Ma hanno la grave colpa di dire che forse i Borbone non erano il diavolo che da 165 anni dipinge la pubblicistica antimeridionale e che il Regno delle Due Sicilie non era arretrato come dicono. Nel farlo a volte esagerano, come quando definirono Fenestrelle un lager nazista. Ma le iperbole borboniche suscitano rapida indignazione, tanto da scomodare Barbero che scrive un poderoso saggio per contrastare la ‘propaganda’ neoborbonica; senza rendersi nemmeno conto che proprio da questo saggio si rileva che se Fenestrelle non fu un lager nazista poco ci mancava. Le spinte razziste e secessioniste della lega bossiana sono invece state sempre blandite e sdoganate, senza trovare mai un serio contrasto culturale. Viene il sospetto che la intellighenzia nostrana sia persino peggio dei bossiani.
Il neo risorgimentalista Cazzullo ama la storia, come ce la propinarono alle elementari, che riduce uno dei periodi più complessi del Paese a una successione di atti eroici e, sempre nella intervista a #Tizianapanella, parla di Garibaldi come papà dell’Italia unita. Insomma eroi, fucili, schioppi, i cavalieri l’armi e gli amori e siamo sempre noi a sbagliare pensando che il papà d’Italia sia stato in realtà Cavour e le sue fitte trame. La sua abilità nell’infilare le sottane della cugina, cugina compresa, sotto le coltri di Napoleone III, che sul trono di Napoli voleva un murattiano, quella del suo fido e imbarazzante capo dei servizi segreti, Filippo Curletti che precedeva le truppe piemontesi e garibaldine preparando il terreno con la camorra e la mafia e ogni delinquenza locale. Soprattutto riuscì a far preferire agli inglesi un Savoia invece di un murattiano a Napoli. Senza tutto ciò il buon Garibaldi difficilmente avrebbe superato lo scoglio di Quarto. Forse se Cavour non fosse morto così presto sarebbe riuscito a fare anche gli italiani evitando i massacri dei macellai a capo della Luogotenenza Meridionale Alfonso La Marmora ed Enrico Cialdini.

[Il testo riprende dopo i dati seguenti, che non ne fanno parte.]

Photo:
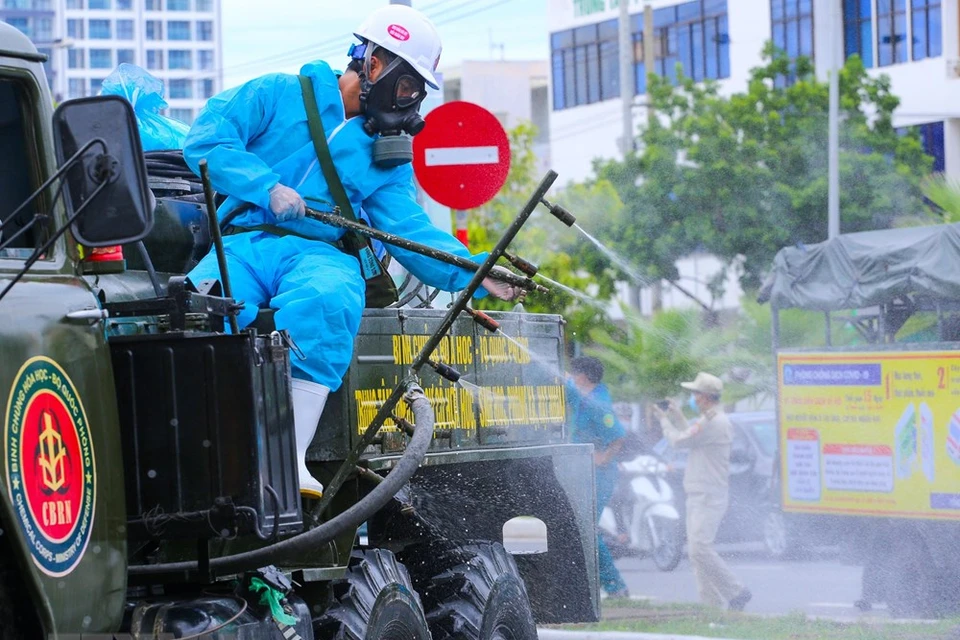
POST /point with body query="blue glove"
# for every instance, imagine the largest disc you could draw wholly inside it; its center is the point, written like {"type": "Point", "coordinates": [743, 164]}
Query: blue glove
{"type": "Point", "coordinates": [286, 204]}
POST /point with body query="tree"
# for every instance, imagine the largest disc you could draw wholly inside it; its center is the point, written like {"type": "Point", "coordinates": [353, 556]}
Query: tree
{"type": "Point", "coordinates": [745, 175]}
{"type": "Point", "coordinates": [585, 277]}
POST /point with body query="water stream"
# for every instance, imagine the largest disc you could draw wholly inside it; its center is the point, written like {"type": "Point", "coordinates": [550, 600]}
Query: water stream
{"type": "Point", "coordinates": [579, 295]}
{"type": "Point", "coordinates": [618, 260]}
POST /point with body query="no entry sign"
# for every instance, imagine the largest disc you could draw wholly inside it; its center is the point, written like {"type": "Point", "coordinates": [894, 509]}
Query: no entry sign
{"type": "Point", "coordinates": [462, 157]}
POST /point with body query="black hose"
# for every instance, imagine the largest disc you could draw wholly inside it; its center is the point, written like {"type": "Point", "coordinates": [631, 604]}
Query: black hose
{"type": "Point", "coordinates": [151, 271]}
{"type": "Point", "coordinates": [353, 517]}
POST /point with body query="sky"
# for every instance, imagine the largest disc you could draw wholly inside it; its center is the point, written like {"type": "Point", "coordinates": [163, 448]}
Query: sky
{"type": "Point", "coordinates": [265, 36]}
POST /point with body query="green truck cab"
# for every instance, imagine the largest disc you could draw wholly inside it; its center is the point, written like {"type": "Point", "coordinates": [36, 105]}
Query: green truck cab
{"type": "Point", "coordinates": [148, 486]}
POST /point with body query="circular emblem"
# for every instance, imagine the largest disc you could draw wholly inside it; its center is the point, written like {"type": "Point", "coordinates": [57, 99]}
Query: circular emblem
{"type": "Point", "coordinates": [51, 471]}
{"type": "Point", "coordinates": [398, 32]}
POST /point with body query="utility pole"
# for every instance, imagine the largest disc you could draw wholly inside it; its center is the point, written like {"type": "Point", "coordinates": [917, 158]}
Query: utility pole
{"type": "Point", "coordinates": [649, 67]}
{"type": "Point", "coordinates": [833, 142]}
{"type": "Point", "coordinates": [627, 90]}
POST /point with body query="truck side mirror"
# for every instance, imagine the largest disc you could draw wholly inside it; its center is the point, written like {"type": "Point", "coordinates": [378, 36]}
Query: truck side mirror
{"type": "Point", "coordinates": [120, 212]}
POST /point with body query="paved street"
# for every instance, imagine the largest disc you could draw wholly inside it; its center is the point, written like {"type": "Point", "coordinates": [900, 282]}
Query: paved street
{"type": "Point", "coordinates": [822, 586]}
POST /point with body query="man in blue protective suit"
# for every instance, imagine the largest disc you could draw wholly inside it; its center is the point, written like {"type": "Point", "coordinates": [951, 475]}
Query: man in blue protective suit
{"type": "Point", "coordinates": [593, 421]}
{"type": "Point", "coordinates": [257, 143]}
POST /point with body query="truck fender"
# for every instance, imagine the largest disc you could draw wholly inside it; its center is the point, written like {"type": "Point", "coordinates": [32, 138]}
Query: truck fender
{"type": "Point", "coordinates": [19, 554]}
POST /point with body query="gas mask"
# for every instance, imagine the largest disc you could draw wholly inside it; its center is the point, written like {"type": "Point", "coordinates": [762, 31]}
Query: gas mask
{"type": "Point", "coordinates": [391, 106]}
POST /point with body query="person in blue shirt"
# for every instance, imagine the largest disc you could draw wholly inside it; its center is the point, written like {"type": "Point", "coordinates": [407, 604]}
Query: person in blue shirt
{"type": "Point", "coordinates": [594, 422]}
{"type": "Point", "coordinates": [257, 144]}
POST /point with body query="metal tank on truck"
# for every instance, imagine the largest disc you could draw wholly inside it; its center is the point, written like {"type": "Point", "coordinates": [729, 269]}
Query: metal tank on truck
{"type": "Point", "coordinates": [868, 419]}
{"type": "Point", "coordinates": [149, 486]}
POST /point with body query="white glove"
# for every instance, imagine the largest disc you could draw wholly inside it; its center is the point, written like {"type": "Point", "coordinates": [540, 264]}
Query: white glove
{"type": "Point", "coordinates": [500, 289]}
{"type": "Point", "coordinates": [286, 204]}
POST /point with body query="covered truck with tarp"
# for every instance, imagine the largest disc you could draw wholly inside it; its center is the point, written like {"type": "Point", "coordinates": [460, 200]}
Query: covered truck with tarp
{"type": "Point", "coordinates": [869, 420]}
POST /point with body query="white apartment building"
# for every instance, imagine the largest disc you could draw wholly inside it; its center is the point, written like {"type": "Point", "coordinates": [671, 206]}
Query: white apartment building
{"type": "Point", "coordinates": [915, 42]}
{"type": "Point", "coordinates": [515, 91]}
{"type": "Point", "coordinates": [178, 41]}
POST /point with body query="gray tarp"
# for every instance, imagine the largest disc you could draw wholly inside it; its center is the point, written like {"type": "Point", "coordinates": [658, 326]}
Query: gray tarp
{"type": "Point", "coordinates": [860, 270]}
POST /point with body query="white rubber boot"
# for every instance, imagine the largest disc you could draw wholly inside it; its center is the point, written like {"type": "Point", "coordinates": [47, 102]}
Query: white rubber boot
{"type": "Point", "coordinates": [309, 399]}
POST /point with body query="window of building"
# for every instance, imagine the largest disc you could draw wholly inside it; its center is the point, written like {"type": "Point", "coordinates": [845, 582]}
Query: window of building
{"type": "Point", "coordinates": [178, 30]}
{"type": "Point", "coordinates": [154, 30]}
{"type": "Point", "coordinates": [585, 60]}
{"type": "Point", "coordinates": [792, 26]}
{"type": "Point", "coordinates": [183, 115]}
{"type": "Point", "coordinates": [181, 89]}
{"type": "Point", "coordinates": [204, 30]}
{"type": "Point", "coordinates": [76, 88]}
{"type": "Point", "coordinates": [927, 29]}
{"type": "Point", "coordinates": [154, 59]}
{"type": "Point", "coordinates": [858, 30]}
{"type": "Point", "coordinates": [205, 60]}
{"type": "Point", "coordinates": [75, 29]}
{"type": "Point", "coordinates": [125, 30]}
{"type": "Point", "coordinates": [101, 59]}
{"type": "Point", "coordinates": [180, 59]}
{"type": "Point", "coordinates": [891, 32]}
{"type": "Point", "coordinates": [99, 29]}
{"type": "Point", "coordinates": [75, 59]}
{"type": "Point", "coordinates": [205, 88]}
{"type": "Point", "coordinates": [44, 30]}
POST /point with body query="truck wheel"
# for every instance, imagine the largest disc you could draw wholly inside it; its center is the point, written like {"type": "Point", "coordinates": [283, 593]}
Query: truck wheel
{"type": "Point", "coordinates": [375, 600]}
{"type": "Point", "coordinates": [483, 598]}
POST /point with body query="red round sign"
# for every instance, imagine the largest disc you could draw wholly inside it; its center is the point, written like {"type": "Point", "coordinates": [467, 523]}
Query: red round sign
{"type": "Point", "coordinates": [462, 156]}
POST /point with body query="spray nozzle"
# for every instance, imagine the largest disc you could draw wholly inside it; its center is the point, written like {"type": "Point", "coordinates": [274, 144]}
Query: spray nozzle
{"type": "Point", "coordinates": [483, 320]}
{"type": "Point", "coordinates": [445, 371]}
{"type": "Point", "coordinates": [527, 268]}
{"type": "Point", "coordinates": [559, 212]}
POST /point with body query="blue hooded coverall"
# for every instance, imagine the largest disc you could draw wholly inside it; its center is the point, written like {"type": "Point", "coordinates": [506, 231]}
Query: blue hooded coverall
{"type": "Point", "coordinates": [594, 423]}
{"type": "Point", "coordinates": [255, 136]}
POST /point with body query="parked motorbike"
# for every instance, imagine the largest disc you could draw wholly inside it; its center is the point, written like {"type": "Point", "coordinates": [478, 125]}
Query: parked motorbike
{"type": "Point", "coordinates": [642, 518]}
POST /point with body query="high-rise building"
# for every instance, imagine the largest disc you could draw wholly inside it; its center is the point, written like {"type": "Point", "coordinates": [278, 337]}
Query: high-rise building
{"type": "Point", "coordinates": [178, 41]}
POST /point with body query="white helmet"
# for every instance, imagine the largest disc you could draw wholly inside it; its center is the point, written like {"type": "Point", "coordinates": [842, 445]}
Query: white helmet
{"type": "Point", "coordinates": [409, 34]}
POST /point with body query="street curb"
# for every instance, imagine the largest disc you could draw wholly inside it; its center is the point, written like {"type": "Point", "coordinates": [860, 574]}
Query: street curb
{"type": "Point", "coordinates": [556, 634]}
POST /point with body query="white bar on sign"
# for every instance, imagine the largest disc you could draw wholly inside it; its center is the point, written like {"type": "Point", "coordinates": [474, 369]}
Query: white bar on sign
{"type": "Point", "coordinates": [449, 156]}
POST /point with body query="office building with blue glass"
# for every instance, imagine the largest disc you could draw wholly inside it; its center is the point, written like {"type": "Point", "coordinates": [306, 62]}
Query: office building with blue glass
{"type": "Point", "coordinates": [915, 42]}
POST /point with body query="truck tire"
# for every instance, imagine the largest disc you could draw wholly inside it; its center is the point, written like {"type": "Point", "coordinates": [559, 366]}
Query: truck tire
{"type": "Point", "coordinates": [375, 600]}
{"type": "Point", "coordinates": [482, 598]}
{"type": "Point", "coordinates": [16, 610]}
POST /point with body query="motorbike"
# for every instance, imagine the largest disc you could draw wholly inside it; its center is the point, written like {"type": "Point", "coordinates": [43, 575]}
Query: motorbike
{"type": "Point", "coordinates": [641, 519]}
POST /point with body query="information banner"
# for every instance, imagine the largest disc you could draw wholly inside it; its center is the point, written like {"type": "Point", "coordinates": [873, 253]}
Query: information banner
{"type": "Point", "coordinates": [871, 433]}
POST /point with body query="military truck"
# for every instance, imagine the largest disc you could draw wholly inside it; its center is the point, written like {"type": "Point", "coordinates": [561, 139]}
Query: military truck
{"type": "Point", "coordinates": [148, 487]}
{"type": "Point", "coordinates": [870, 417]}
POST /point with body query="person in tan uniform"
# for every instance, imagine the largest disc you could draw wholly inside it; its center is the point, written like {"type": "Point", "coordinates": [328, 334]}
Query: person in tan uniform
{"type": "Point", "coordinates": [706, 482]}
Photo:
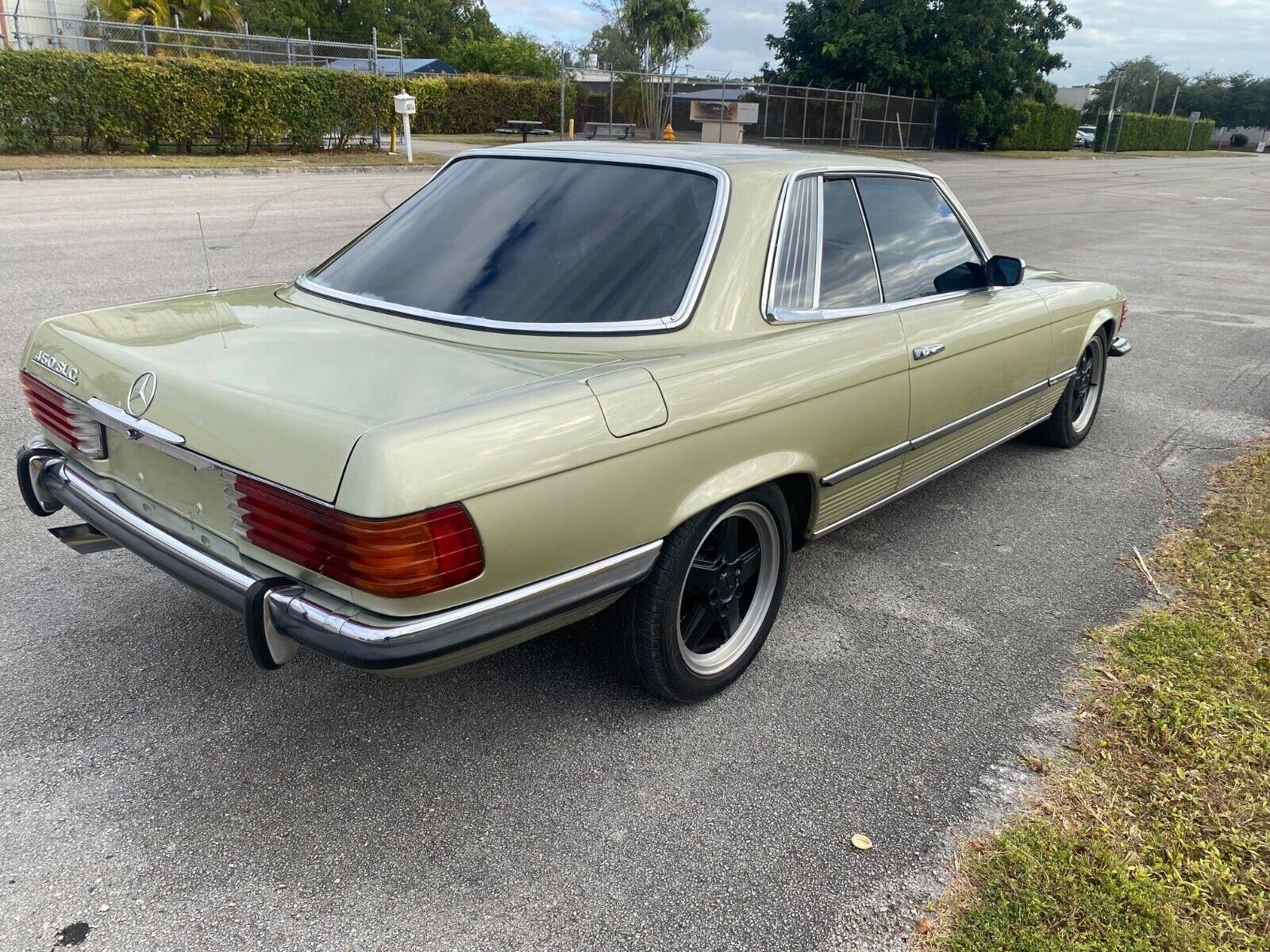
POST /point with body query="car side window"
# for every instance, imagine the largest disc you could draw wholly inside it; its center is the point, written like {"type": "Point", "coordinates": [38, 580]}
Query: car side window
{"type": "Point", "coordinates": [848, 274]}
{"type": "Point", "coordinates": [920, 243]}
{"type": "Point", "coordinates": [823, 258]}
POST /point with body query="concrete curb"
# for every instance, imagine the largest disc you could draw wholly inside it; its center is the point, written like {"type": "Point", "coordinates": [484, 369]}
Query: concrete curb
{"type": "Point", "coordinates": [46, 175]}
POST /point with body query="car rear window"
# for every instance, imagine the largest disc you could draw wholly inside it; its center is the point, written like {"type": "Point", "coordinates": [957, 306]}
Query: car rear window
{"type": "Point", "coordinates": [535, 241]}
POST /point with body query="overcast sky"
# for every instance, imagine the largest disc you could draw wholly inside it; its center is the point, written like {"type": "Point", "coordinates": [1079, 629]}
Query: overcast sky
{"type": "Point", "coordinates": [1187, 35]}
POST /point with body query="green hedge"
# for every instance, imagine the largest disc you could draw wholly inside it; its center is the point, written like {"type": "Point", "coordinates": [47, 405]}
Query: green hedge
{"type": "Point", "coordinates": [1143, 132]}
{"type": "Point", "coordinates": [1045, 126]}
{"type": "Point", "coordinates": [135, 102]}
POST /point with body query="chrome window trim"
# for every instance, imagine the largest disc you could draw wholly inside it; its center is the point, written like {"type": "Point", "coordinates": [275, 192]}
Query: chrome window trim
{"type": "Point", "coordinates": [775, 315]}
{"type": "Point", "coordinates": [855, 469]}
{"type": "Point", "coordinates": [681, 315]}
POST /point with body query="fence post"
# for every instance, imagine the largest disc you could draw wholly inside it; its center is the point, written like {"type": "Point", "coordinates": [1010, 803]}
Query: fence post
{"type": "Point", "coordinates": [375, 71]}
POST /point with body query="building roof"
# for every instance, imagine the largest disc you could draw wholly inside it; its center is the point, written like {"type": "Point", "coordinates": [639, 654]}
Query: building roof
{"type": "Point", "coordinates": [391, 67]}
{"type": "Point", "coordinates": [727, 95]}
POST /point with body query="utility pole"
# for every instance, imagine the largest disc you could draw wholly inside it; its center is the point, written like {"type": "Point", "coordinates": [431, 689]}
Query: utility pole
{"type": "Point", "coordinates": [1111, 112]}
{"type": "Point", "coordinates": [562, 93]}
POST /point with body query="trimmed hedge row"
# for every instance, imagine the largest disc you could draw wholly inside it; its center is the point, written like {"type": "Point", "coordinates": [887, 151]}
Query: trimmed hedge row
{"type": "Point", "coordinates": [1143, 132]}
{"type": "Point", "coordinates": [114, 102]}
{"type": "Point", "coordinates": [1045, 126]}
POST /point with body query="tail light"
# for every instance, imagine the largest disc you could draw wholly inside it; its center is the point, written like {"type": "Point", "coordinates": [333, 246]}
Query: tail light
{"type": "Point", "coordinates": [397, 558]}
{"type": "Point", "coordinates": [64, 416]}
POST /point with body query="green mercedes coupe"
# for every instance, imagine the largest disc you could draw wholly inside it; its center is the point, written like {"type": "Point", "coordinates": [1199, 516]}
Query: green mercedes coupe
{"type": "Point", "coordinates": [562, 378]}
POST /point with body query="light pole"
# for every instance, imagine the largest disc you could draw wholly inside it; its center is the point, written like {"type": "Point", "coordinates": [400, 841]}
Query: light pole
{"type": "Point", "coordinates": [1115, 89]}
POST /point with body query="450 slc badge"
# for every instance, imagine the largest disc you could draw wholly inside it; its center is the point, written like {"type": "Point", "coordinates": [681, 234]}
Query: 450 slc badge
{"type": "Point", "coordinates": [60, 367]}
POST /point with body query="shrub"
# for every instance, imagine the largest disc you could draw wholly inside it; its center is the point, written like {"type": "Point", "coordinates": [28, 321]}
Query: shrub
{"type": "Point", "coordinates": [1142, 132]}
{"type": "Point", "coordinates": [110, 101]}
{"type": "Point", "coordinates": [1045, 126]}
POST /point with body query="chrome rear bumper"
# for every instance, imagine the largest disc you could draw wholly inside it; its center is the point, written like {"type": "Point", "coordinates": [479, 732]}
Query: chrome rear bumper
{"type": "Point", "coordinates": [273, 606]}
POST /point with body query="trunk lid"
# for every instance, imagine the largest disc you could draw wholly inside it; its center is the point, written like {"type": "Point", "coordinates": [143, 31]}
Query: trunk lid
{"type": "Point", "coordinates": [272, 387]}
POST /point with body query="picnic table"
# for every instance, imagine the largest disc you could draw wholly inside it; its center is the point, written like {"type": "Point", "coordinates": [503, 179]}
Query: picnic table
{"type": "Point", "coordinates": [524, 127]}
{"type": "Point", "coordinates": [626, 129]}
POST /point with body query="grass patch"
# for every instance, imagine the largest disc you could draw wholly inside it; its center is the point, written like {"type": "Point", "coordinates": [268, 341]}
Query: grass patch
{"type": "Point", "coordinates": [1156, 835]}
{"type": "Point", "coordinates": [253, 160]}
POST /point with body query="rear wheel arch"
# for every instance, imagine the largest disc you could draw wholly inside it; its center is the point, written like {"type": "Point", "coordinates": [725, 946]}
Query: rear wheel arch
{"type": "Point", "coordinates": [799, 492]}
{"type": "Point", "coordinates": [789, 471]}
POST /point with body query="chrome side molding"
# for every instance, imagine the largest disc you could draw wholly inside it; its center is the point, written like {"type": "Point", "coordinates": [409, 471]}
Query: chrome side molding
{"type": "Point", "coordinates": [922, 482]}
{"type": "Point", "coordinates": [855, 469]}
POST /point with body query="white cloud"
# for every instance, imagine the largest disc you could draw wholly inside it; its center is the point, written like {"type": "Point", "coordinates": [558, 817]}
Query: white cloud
{"type": "Point", "coordinates": [1187, 35]}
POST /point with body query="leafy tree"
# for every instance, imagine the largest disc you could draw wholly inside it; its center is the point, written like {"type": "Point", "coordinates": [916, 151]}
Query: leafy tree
{"type": "Point", "coordinates": [981, 56]}
{"type": "Point", "coordinates": [1137, 86]}
{"type": "Point", "coordinates": [1237, 99]}
{"type": "Point", "coordinates": [611, 46]}
{"type": "Point", "coordinates": [425, 25]}
{"type": "Point", "coordinates": [508, 55]}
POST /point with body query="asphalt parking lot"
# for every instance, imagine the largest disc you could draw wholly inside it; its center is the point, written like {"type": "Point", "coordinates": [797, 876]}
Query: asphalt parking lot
{"type": "Point", "coordinates": [163, 790]}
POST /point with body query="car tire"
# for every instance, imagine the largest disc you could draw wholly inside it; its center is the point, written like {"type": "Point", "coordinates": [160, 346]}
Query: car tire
{"type": "Point", "coordinates": [1073, 416]}
{"type": "Point", "coordinates": [702, 615]}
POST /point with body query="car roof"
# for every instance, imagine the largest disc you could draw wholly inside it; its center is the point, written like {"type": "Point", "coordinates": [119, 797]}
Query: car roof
{"type": "Point", "coordinates": [721, 156]}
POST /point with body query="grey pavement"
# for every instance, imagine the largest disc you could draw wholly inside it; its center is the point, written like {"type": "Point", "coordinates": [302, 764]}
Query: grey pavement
{"type": "Point", "coordinates": [160, 789]}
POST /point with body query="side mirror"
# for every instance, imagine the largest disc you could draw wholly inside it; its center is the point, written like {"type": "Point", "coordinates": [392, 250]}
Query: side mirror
{"type": "Point", "coordinates": [1005, 272]}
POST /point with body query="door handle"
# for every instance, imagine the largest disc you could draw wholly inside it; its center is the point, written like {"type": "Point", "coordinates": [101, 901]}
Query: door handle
{"type": "Point", "coordinates": [921, 353]}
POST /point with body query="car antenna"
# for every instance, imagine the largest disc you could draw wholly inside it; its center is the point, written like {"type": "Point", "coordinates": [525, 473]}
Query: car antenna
{"type": "Point", "coordinates": [207, 262]}
{"type": "Point", "coordinates": [211, 285]}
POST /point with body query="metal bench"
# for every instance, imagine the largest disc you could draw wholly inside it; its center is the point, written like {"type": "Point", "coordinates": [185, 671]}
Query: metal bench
{"type": "Point", "coordinates": [626, 129]}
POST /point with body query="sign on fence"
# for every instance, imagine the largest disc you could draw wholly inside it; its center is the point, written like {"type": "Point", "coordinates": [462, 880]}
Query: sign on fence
{"type": "Point", "coordinates": [711, 111]}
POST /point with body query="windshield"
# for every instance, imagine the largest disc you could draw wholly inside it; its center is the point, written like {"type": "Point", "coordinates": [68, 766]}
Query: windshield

Però a Cazzullo piace anche fare il piacione ed elenca le donne di Garibaldi come la bella Anita ‘bruna come te’ (ndr rivolto a Tiziana Panella) e dimentica, oltre alla Contessa di Castiglione, la prima donna d’Italia a votare in assoluto. Fu tale Marianna De Crescenzo che con il fucile in mano ottenne l’iscrizione al registro elettorale e la possibilità di votare al plebiscito dell’ottobre 1860. Perché la dimentica? Forse perché cugina del camorrista Salvatore De Crescenzo, amico di Settembrini, e messo a capo della Polizia da Liborio Romano la sera prima dell’arrivo di Garibaldi a Napoli? Troppo imbarazzante per la descrizione zucchero e miele del Risorgimento? Pazzesco! ‘Ridacci una lega centrista riformista’ ma lo ha detto sul serio?